In Chapter 4, we propose a new password-based authenticated key exchange protocol. The new protocol is based on twin decisional Diffie-Hellman assumption which is proposed by Cash, Kiltz and Shoup in EuroCrypt'08. In their paper, they also proposed a password-based authenticated key exchange protocol. Their protocol was proved to be secure in random oracle model. The common interpretation of such results is that security is likely to hold even if the random oracle is replaced by a concrete function known explicitly to all parties (e.g., SHA-1). However, Canetti, Goldreich and Halevi pointed out that it is impossible to replace the random oracle in a generic manner with any concrete function. Thus, the security proofs of these protocols are actually heuristic.
The security of our proposed protocol is proved in standard model. As far as we know, the new protocol is the first provably secure password-based authenticated key exchange protocol under the twin DDH assumption in standard model.
In addition, the new protocol has comparable efficiency with previous password-based AKE protocols in standard model. More precisely, using the algorithms for simultaneous multiple exponentiation, the number of exponentiations for per party is close to 7. Moreover, some values can be precomputed and stored so as to further improve the efficiency of the protocol.
2. Secure and Efficient Authenticated Key Exchange Protocol in Random Oracle Model
In 2001, Canetti and Krawzcyk proposed a well-known security model, denoted by CK model. Krawzcyk improved CK model to achieve weak perfect forward secrecy (wPFS). However, the stronger security model does not include attacks such as revaluation of both ephemeral private keys or both static private keys. Recently, LaMacchia, Lauter and Mityagin proposed the extended CK model (eCK) that could capture all these security properties. The eCK model is currently regarded as the strongest security model.
The NAXOS protocol is the first authenticated key exchange protocol whose security is established in the eCK model.
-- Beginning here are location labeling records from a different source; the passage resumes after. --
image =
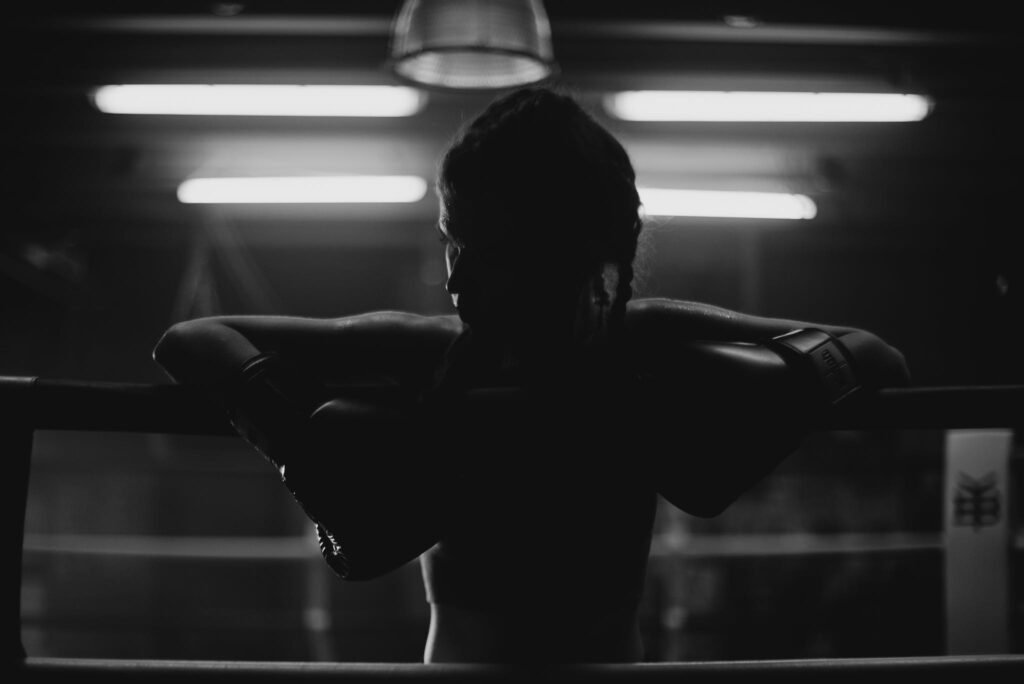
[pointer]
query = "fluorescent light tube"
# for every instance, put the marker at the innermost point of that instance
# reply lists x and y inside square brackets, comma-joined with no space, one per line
[722,204]
[298,189]
[260,100]
[766,107]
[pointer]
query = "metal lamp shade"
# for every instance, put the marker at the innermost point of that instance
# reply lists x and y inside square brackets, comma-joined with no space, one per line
[472,44]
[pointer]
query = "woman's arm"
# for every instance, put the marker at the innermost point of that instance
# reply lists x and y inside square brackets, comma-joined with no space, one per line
[743,401]
[666,324]
[375,346]
[358,477]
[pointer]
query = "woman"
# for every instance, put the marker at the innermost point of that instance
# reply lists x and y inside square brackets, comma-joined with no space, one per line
[531,509]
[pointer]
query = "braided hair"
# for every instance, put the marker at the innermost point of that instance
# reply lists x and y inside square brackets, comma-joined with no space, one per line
[549,174]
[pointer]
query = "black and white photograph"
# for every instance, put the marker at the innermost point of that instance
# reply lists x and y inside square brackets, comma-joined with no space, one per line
[512,340]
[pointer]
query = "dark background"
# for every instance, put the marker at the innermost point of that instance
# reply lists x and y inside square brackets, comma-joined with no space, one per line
[918,239]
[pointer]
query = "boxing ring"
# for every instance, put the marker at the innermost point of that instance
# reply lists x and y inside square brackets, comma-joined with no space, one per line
[979,423]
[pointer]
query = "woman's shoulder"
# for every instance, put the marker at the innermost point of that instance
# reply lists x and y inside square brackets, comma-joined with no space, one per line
[656,317]
[399,328]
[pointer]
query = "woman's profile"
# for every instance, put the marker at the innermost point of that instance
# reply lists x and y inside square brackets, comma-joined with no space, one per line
[531,515]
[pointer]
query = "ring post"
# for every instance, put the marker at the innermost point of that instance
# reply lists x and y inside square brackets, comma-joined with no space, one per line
[977,541]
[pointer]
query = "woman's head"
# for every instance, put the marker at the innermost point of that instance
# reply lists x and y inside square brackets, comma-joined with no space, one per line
[540,212]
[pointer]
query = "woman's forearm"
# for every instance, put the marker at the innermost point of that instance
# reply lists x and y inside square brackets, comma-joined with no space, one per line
[203,351]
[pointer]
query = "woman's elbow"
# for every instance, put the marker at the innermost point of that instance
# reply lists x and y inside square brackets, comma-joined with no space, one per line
[879,364]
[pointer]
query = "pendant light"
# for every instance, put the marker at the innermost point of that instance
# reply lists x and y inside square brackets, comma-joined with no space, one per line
[472,44]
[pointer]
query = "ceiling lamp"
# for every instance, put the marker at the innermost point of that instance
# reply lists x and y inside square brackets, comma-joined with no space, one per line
[472,44]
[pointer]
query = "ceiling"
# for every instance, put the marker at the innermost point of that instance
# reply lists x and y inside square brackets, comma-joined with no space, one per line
[946,184]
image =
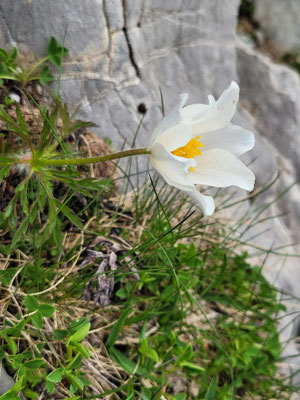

One shortcoming of the protocol is that it requires 4 exponentiations per party. Recently, Ustaoglu presented the CMQV protocol that achieves both efficiency and security. However, the security proof of CMQV protocol is not tight.
In Chapter 3, we propose a modified version CMQV+ of the CMQV protocol. The new protocol is also a Diffie-Hellman based authenticated key exchange protocol, and has the following properties.
(i) The CMQV+ protocol is more efficient than NAXOS protocol. Because CMQV+ protocol's computations can be speedup using Shamir's algorithm which results in reducing the costs by 0.75 exponentiations on average, the CMQV+ protocol requires only 3.25 exponentiations per party at every execution. However, NAXOS protocol requires 4 exponentiations per party.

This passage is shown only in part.